As they evolve to 3G, the mobile carriers have been searching for the simplest and most cost effective way to implement a new breed of value-added multimedia applications. Furthermore, wireless operators are also faced with near-saturation levels in some regions such as Europe, margin erosion from VoIP, and the introduction of WiFi as a replacement for some wireless calls.

They also need to offer something new, since commoditized voice and simple data services are not substantial enough to offset the ARPU decline and the increase in subscriber churn. Hence, the most crucial aspect of their operation is how to increase ARPU with compelling next-gen “killer applications.” IMS can be a great way to deliver these new services, or to help operators to quickly create and identify some of these killer apps that can cater to specific subscriber segments.

MSOs/New VoIP Service Providers

Finally, even the new entrants (cable and standalone VoIP operators) will require a few extra capabilities once they reach a more critical mass in order to fight the competitive threat of new bundle offerings from the incumbent carriers. Cost arbitrage alone will not be enough in order for them to win their battle against the wireline service providers, as they will also need to offer more value-added applications to entice new subscribers.

A Promising End-User Experience

One of the fundamental value propositions of IMS is its access agnostic nature. In other words, IMS subscribers should be able to access and utilize services regardless of their underlying access, device, or location. For instance, an IMS user might initiate a voice call from his home landline, seamlessly hand the call off to his cell phone as he begins his journey to work, and then seamlessly roam on to his office WLAN.

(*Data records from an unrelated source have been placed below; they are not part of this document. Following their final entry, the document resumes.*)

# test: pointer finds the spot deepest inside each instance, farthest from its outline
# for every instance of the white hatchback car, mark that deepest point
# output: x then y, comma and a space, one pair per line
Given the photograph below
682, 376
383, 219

Another key IMS benefit is that carriers are able to introduce new “blended lifestyle services” that can be policy driven, target specific subscriber segments, or even be combined with other applications. The ability to achieve a quick service setup and teardown allows carriers to experiment with new offerings and to reduce the cost of introducing a “lukewarm” service.

IMS Adoption Timeframe

The IMS framework still represents a work in progress, so the time frame for full-blown deployment is likely to span a few years. If 2005 was the “year of the trial,” 2006 will be the year in which some of the early adopters begin deploying IMS, albeit the size and scope of many of these contracts are still unknown. The initial commercial IMS deployments are expected to begin in late 2006 and early 2007, with the latter representing the first year of meaningful revenues for vendors in this space.

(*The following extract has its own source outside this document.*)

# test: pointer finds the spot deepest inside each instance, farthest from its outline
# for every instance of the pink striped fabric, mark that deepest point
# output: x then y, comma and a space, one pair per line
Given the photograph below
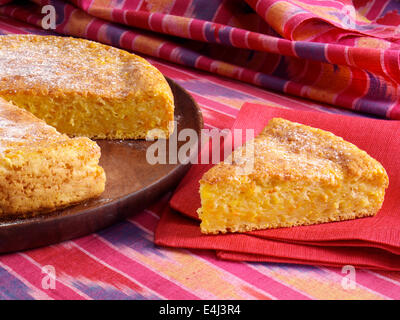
121, 262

Despite that, IMS has a great potential, since it is a key enabler of FMC and can potentially be a catalyst to a next-generation of “killer apps.” One of the promises of IMS is that open-based programming models (SIP, XML/VXML, etc.) (define - news - alerts) are well known to most developers, and in case they are not, it would not take them more than three to six months to become savvy programmers. By contrast, the proprietary languages of traditional intelligent networking (IN) would take a lot longer time commitment (at least 12 to 18 months until a developer would become fully proficient).

A Few Words of Caution

IMS represents another instance of the “IT-ification” of the telecom industry. This means that in the future, applications and services will represent growing opportunities, while the hardware will figure less prominently in a vendor’s revenue equation. More importantly, the implication is that the business model will also change from the big, single monolithic investment, to a software-centric, subscription-based type model.

In order for IMS to really deliver all its benefits, it is sine-qua-non for carriers to flatten their organizational structures, creating horizontal groups focused in specific areas rather than the current status-quo vertical silos. This shift represents a profound change in strategic management, and might require some time for service providers to implement. Moreover, it is yet another manifestation of the disruptive nature of IMS, a technology that undoubtedly will cause the redefinition of industries and business models.